Increased consumption of foods rich in fiber, such as, vegetables, fruit, and whole grain products, make up the primary treatment for constipation, besides the recommendation of an adequate ingestion of liquid (basically water) and the practice of physical activity . Studies have shown that food high in fibers, such as, resistant starch, pectin (fruit) and (hemi) cellulose (grains and cereals) promote an improvement of intestinal peristalsis and an increase in fecal weight, all acting as natural laxative . Polydextrose is a polysaccharide that is partially fermented in the large intestine, but is not digested or absorbed by the small intestine, and a substantial part of it is excreted in the stool. It presents the same properties of fibers and promotes a shorter time passing through the intestines and improves the consistency of the stool [5, 6]. It also acts as a substrate for beneficial endogenous microbes, allowing an increase in their levels and activity in the intestinal lumen [7, 8].

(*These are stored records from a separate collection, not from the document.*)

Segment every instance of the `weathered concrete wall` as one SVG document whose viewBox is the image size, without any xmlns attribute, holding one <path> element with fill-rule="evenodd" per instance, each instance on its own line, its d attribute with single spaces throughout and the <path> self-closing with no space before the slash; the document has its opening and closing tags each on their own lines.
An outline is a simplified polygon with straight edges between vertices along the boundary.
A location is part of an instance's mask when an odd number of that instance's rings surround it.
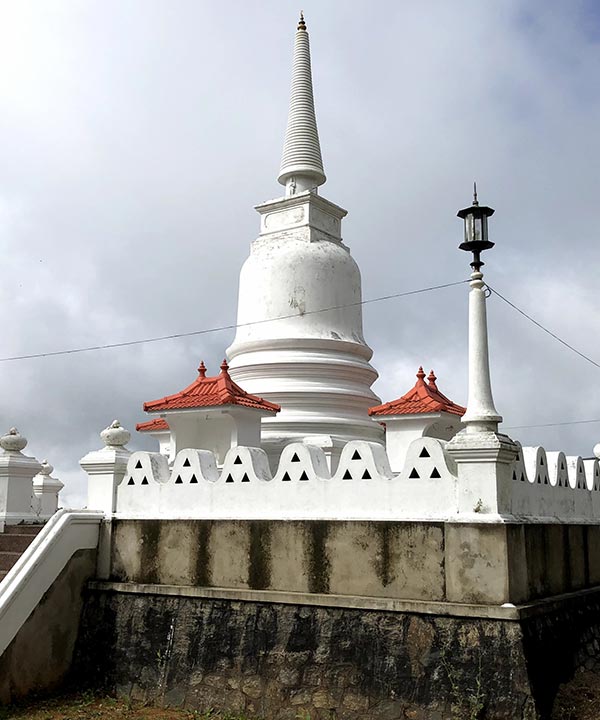
<svg viewBox="0 0 600 720">
<path fill-rule="evenodd" d="M 600 665 L 600 593 L 545 605 L 502 621 L 91 590 L 75 679 L 267 720 L 546 720 Z"/>
<path fill-rule="evenodd" d="M 112 557 L 120 581 L 444 597 L 435 523 L 116 521 Z"/>
<path fill-rule="evenodd" d="M 96 571 L 96 551 L 68 562 L 0 657 L 0 703 L 60 686 L 71 669 L 83 604 L 82 590 Z"/>
<path fill-rule="evenodd" d="M 121 582 L 502 605 L 600 583 L 600 528 L 118 520 Z"/>
</svg>

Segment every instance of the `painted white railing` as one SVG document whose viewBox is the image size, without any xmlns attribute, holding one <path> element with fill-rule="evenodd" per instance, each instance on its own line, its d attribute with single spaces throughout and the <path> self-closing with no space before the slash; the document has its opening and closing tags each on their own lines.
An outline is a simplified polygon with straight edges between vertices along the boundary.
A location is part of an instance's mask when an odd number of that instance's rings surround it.
<svg viewBox="0 0 600 720">
<path fill-rule="evenodd" d="M 445 443 L 415 441 L 407 467 L 390 470 L 382 445 L 353 441 L 331 475 L 325 454 L 312 445 L 284 448 L 271 474 L 259 448 L 232 448 L 219 471 L 212 453 L 182 450 L 169 468 L 159 453 L 135 452 L 117 488 L 121 517 L 229 519 L 397 519 L 446 517 L 455 507 L 454 464 Z"/>
<path fill-rule="evenodd" d="M 543 447 L 521 447 L 512 468 L 512 512 L 600 522 L 600 465 Z"/>
<path fill-rule="evenodd" d="M 104 513 L 59 510 L 0 582 L 0 655 L 78 550 L 98 545 Z"/>
<path fill-rule="evenodd" d="M 597 460 L 522 448 L 510 467 L 510 519 L 600 522 Z M 323 451 L 293 443 L 272 474 L 259 448 L 232 448 L 221 469 L 207 450 L 182 450 L 172 466 L 134 452 L 117 487 L 120 517 L 206 519 L 460 520 L 460 482 L 447 443 L 419 438 L 394 475 L 382 445 L 353 441 L 329 472 Z M 491 520 L 485 508 L 470 520 Z"/>
</svg>

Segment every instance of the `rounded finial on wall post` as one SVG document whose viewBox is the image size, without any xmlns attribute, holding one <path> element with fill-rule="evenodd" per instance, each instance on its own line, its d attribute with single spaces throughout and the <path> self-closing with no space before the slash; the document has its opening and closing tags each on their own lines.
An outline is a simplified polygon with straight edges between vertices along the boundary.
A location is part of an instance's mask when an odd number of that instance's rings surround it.
<svg viewBox="0 0 600 720">
<path fill-rule="evenodd" d="M 27 438 L 23 437 L 17 428 L 11 428 L 0 437 L 0 447 L 4 452 L 21 452 L 27 446 Z"/>
<path fill-rule="evenodd" d="M 54 471 L 54 465 L 50 465 L 50 463 L 47 460 L 42 460 L 42 469 L 39 472 L 39 475 L 52 475 Z"/>
<path fill-rule="evenodd" d="M 106 447 L 123 447 L 131 440 L 131 433 L 121 426 L 118 420 L 112 423 L 100 433 Z"/>
</svg>

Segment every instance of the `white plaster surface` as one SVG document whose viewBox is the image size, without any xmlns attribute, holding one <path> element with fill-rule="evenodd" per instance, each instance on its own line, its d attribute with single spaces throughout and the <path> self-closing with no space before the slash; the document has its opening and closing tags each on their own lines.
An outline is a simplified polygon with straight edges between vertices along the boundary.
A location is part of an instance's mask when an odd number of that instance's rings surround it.
<svg viewBox="0 0 600 720">
<path fill-rule="evenodd" d="M 27 440 L 15 428 L 0 438 L 0 531 L 4 525 L 36 522 L 32 509 L 33 476 L 42 465 L 24 455 Z"/>
<path fill-rule="evenodd" d="M 125 447 L 131 434 L 115 420 L 100 433 L 100 437 L 105 447 L 89 452 L 79 464 L 88 474 L 88 508 L 110 516 L 116 507 L 117 485 L 131 455 Z"/>
<path fill-rule="evenodd" d="M 385 448 L 394 472 L 401 472 L 413 440 L 434 437 L 450 440 L 464 426 L 457 415 L 447 412 L 415 415 L 381 415 L 373 420 L 385 422 Z"/>
<path fill-rule="evenodd" d="M 221 469 L 206 450 L 181 451 L 171 468 L 160 453 L 136 452 L 116 515 L 598 523 L 600 466 L 465 432 L 414 440 L 400 473 L 381 444 L 364 440 L 342 448 L 333 473 L 323 450 L 306 443 L 286 446 L 274 473 L 260 448 L 232 448 Z"/>
<path fill-rule="evenodd" d="M 419 457 L 424 448 L 427 457 Z M 413 444 L 411 468 L 395 477 L 383 446 L 364 440 L 344 446 L 333 475 L 323 450 L 305 443 L 284 448 L 274 474 L 259 448 L 233 448 L 220 472 L 206 451 L 183 451 L 172 471 L 161 457 L 131 456 L 117 489 L 118 516 L 396 519 L 421 514 L 427 503 L 429 515 L 445 517 L 456 495 L 452 460 L 433 438 Z M 413 466 L 418 479 L 409 477 Z"/>
<path fill-rule="evenodd" d="M 346 211 L 310 192 L 257 210 L 261 234 L 240 274 L 230 374 L 282 408 L 262 420 L 273 467 L 285 445 L 309 435 L 332 438 L 335 466 L 346 442 L 383 438 L 368 415 L 379 403 L 377 373 L 363 337 L 360 271 L 340 236 Z"/>
<path fill-rule="evenodd" d="M 495 432 L 502 418 L 494 407 L 490 380 L 485 284 L 471 273 L 469 292 L 469 399 L 463 415 L 467 432 Z"/>
<path fill-rule="evenodd" d="M 33 478 L 32 510 L 41 521 L 49 520 L 58 510 L 58 495 L 64 484 L 52 477 L 54 468 L 47 460 L 42 462 L 42 469 Z"/>
<path fill-rule="evenodd" d="M 325 182 L 313 99 L 310 41 L 304 23 L 298 26 L 294 41 L 290 111 L 278 180 L 286 186 L 286 195 Z"/>
</svg>

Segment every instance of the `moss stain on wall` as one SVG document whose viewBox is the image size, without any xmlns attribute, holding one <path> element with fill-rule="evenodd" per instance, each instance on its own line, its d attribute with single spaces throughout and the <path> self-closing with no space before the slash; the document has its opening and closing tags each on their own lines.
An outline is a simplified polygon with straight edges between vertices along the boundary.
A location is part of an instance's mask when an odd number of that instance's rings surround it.
<svg viewBox="0 0 600 720">
<path fill-rule="evenodd" d="M 211 578 L 211 547 L 212 520 L 199 520 L 195 523 L 196 530 L 196 562 L 194 566 L 194 585 L 210 587 Z"/>
<path fill-rule="evenodd" d="M 271 584 L 271 526 L 264 520 L 250 522 L 248 586 L 266 590 Z"/>
<path fill-rule="evenodd" d="M 140 582 L 157 584 L 160 583 L 160 567 L 158 549 L 160 544 L 159 520 L 145 520 L 142 523 L 142 534 L 140 539 L 140 554 L 142 578 Z"/>
<path fill-rule="evenodd" d="M 377 556 L 375 561 L 375 571 L 381 580 L 381 584 L 387 587 L 394 579 L 392 568 L 392 549 L 390 544 L 394 540 L 394 526 L 391 523 L 376 523 L 375 530 L 377 532 Z"/>
<path fill-rule="evenodd" d="M 329 523 L 313 521 L 306 525 L 305 548 L 308 565 L 308 590 L 311 593 L 329 592 L 330 564 L 327 555 Z"/>
</svg>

Probiotics have been defined as live microorganisms which when administered in adequate amounts confer a health benefit on the host . They should be viable in the conditions of the gastric lumen and have the capability to adhere to the intestinal epithelium . Selected probiotic strains have been reported to aid in the prevention and treatment of diarrhea caused by rotavirus and/or antibiotic therapy, reduction in the concentration of enzymes which promote cancer, prevention and/or relief of allergic symptoms in children, normalization of bowel movements and stool consistency in individuals who are constipated .

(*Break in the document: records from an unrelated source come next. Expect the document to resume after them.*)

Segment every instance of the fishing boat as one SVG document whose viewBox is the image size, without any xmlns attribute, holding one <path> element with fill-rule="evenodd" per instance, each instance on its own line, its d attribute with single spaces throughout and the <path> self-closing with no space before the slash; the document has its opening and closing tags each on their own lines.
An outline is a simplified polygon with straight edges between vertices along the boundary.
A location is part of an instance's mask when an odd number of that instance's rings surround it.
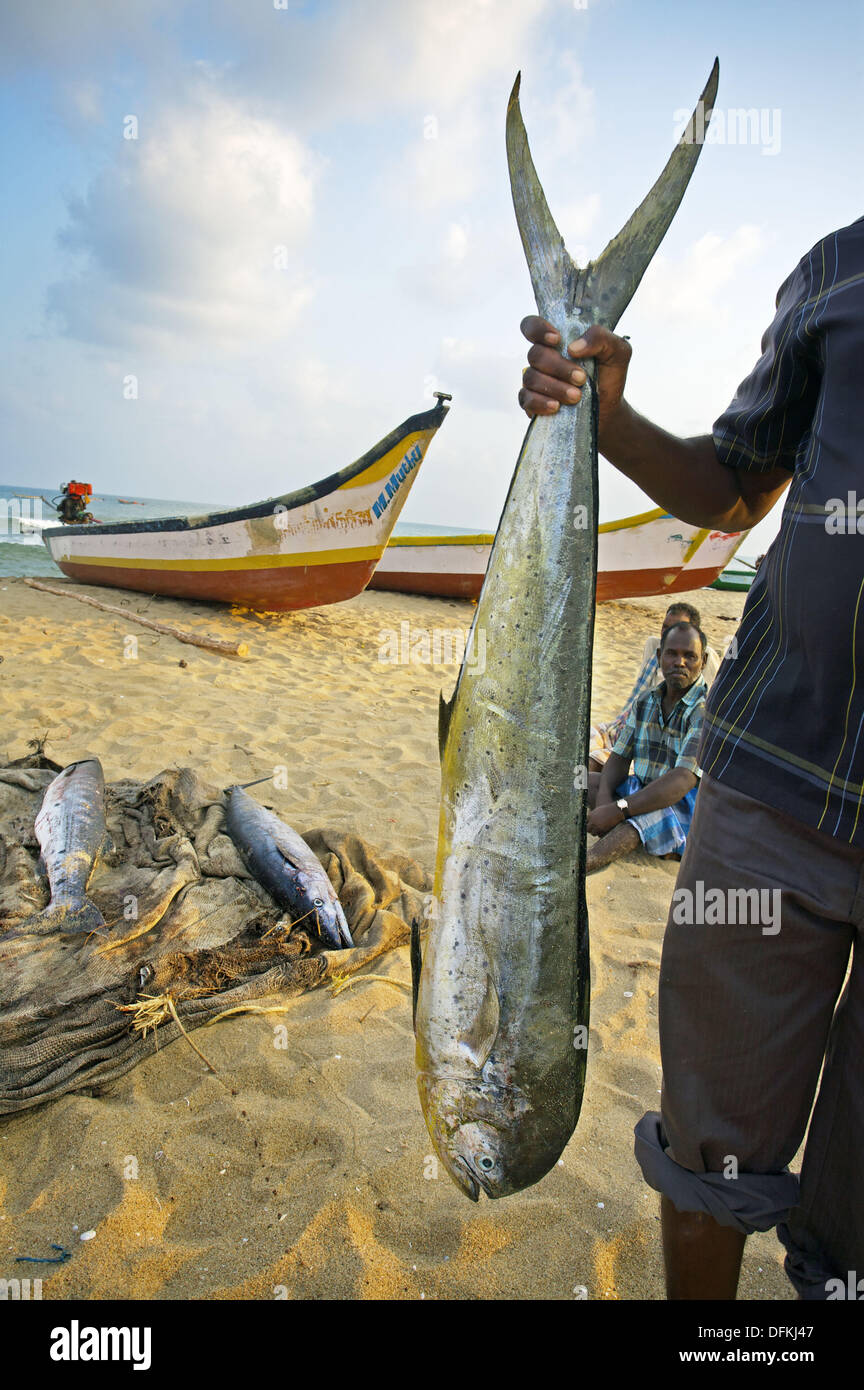
<svg viewBox="0 0 864 1390">
<path fill-rule="evenodd" d="M 370 589 L 479 598 L 494 535 L 391 536 Z"/>
<path fill-rule="evenodd" d="M 710 588 L 749 534 L 749 531 L 697 531 L 671 592 Z"/>
<path fill-rule="evenodd" d="M 711 588 L 732 590 L 735 593 L 744 594 L 755 578 L 756 568 L 754 565 L 749 565 L 746 560 L 735 560 L 731 565 L 726 566 L 722 574 L 718 574 Z"/>
<path fill-rule="evenodd" d="M 597 599 L 701 589 L 716 579 L 746 531 L 708 531 L 656 507 L 598 527 Z M 370 589 L 437 598 L 480 597 L 492 543 L 486 534 L 393 536 Z"/>
<path fill-rule="evenodd" d="M 51 527 L 70 579 L 284 612 L 339 603 L 369 583 L 451 399 L 412 415 L 319 483 L 203 516 Z"/>
</svg>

To obtain these benefits, as a rule of thumb a dose of at least a billion colony forming units should be consumed daily. A probiotic preparation can consist of a single strain or a combination of strains and can be in association with other biologically active ingredients. Probiotics are often included in dairy products , since these foods provide a preferred growth medium for many of these microorganisms.
Currently, there is great interest in functional foods. There are, however, few studies that evaluate their effect on constipation. The use of probiotics hold great promise, and, among the microorganisms evaluated most are of Bifidobacterium and Lactobacillus. Two randomized studies using products containing Bifidobacterium lactis DN-173 010 showed a significant increase in the frequency of evacuation when compared to the control group [13, 14]. Also B. lactis HN019 has been shown, in a dose depended manner, to shorten intestinal transit in subjects with self reported long transit times .
Using Lactobacillus casei Shirota, Koebenick et al.  demonstrated an improvement of the symptoms associated with constipation in comparison to placebo. However, the results when using probiotics with children who are suffering from constipation are inconsistent. Bu et al. , showed that the use of Lactobacillus rhamnosus Lce35 increased evacuation frequency, however, there was no difference when compared to children who took oral laxatives. Two other studies [18, 19] showed no evidence of improvement with constipated children using probiotics.
The combination of a prebiotic and probiotics would have a potentially synergic effect on the intestinal transit, as has been shown . The present study therefore aimed to investigate the combination of polydextrose L. acidophilus NCFM® and B. lactis HN019 in a yogurt on intestinal transit in subjects who suffer from constipation.